The reader supports his question:
I’ve been thinking for a while – the areas of contention seem to mostly revolve around global warming, abortion, (when is the fetus “alive”) evolution, etc, and it seems to me now that more and more individuals adopt a view on science that is driven by ideological groupings (scientism amongst progressives, denialism amongst conservatives) and less and less by facts, (and, eek, math – when it applies).
Humans are pattern-seeking animals. If we cannot find a pattern we will make one up. Yes, theologies are by definition absolutisms, albeit their extraordinary claims have lacked the extraordinary proof needed to remain sustainable. Science, in the words of Feynman, is the study of nature, a probability theory of relativity craving the discovery of new higher normalizations of hierarchical truth to disprove and improve itself.
So, false claims (as all manmade theologies make) frozen in time making money off greater-fools ought not to be confused with a proxy of truth enhanced by the expanding fractal of discovery aiming to serve all.
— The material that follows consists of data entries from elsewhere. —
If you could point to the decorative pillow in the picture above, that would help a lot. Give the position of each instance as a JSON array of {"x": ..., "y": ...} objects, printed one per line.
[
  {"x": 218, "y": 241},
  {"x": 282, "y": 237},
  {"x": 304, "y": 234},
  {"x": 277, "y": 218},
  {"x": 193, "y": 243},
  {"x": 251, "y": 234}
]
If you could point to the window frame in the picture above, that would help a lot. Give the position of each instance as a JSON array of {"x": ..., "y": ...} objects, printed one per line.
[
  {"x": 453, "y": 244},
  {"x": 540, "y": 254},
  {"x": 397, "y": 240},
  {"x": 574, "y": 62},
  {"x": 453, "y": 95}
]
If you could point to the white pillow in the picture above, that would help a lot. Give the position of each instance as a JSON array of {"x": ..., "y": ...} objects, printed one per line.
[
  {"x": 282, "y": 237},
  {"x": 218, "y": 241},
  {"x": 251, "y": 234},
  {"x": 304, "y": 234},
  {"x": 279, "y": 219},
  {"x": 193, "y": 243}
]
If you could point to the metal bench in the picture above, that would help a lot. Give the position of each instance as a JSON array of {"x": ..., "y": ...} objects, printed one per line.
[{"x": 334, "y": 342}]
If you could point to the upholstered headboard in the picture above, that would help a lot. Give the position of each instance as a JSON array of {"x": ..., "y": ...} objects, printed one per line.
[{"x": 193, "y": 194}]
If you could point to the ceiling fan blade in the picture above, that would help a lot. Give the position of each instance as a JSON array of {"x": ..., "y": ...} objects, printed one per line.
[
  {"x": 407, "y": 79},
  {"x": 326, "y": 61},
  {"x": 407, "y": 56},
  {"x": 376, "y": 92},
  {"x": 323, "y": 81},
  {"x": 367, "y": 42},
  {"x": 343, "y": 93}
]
However, as in any “line of business”, quite a few “scientists” make false claims too, relegating them to the catacombs of religion and soiling the reputation of science. Not all science is created equal. It behooves us to keep holding scientists to evidentiary account too before we accept their claims.
The reader continues:
If that’s true (and I concede that it may not be) – that our society is breaking up into factions who are each in a struggle to control the available resources, why would anybody have the incentive to accept truths which they do not perceive will benefit them in the short run?
Truth is not absolute. Rather, truth is a theory of hierarchical relativity, like all things in nature. Yes, people have a tendency to be selfish and focus on the short run, for the sake of survival, and deploy many variants of make-believe to cunningly dominate others.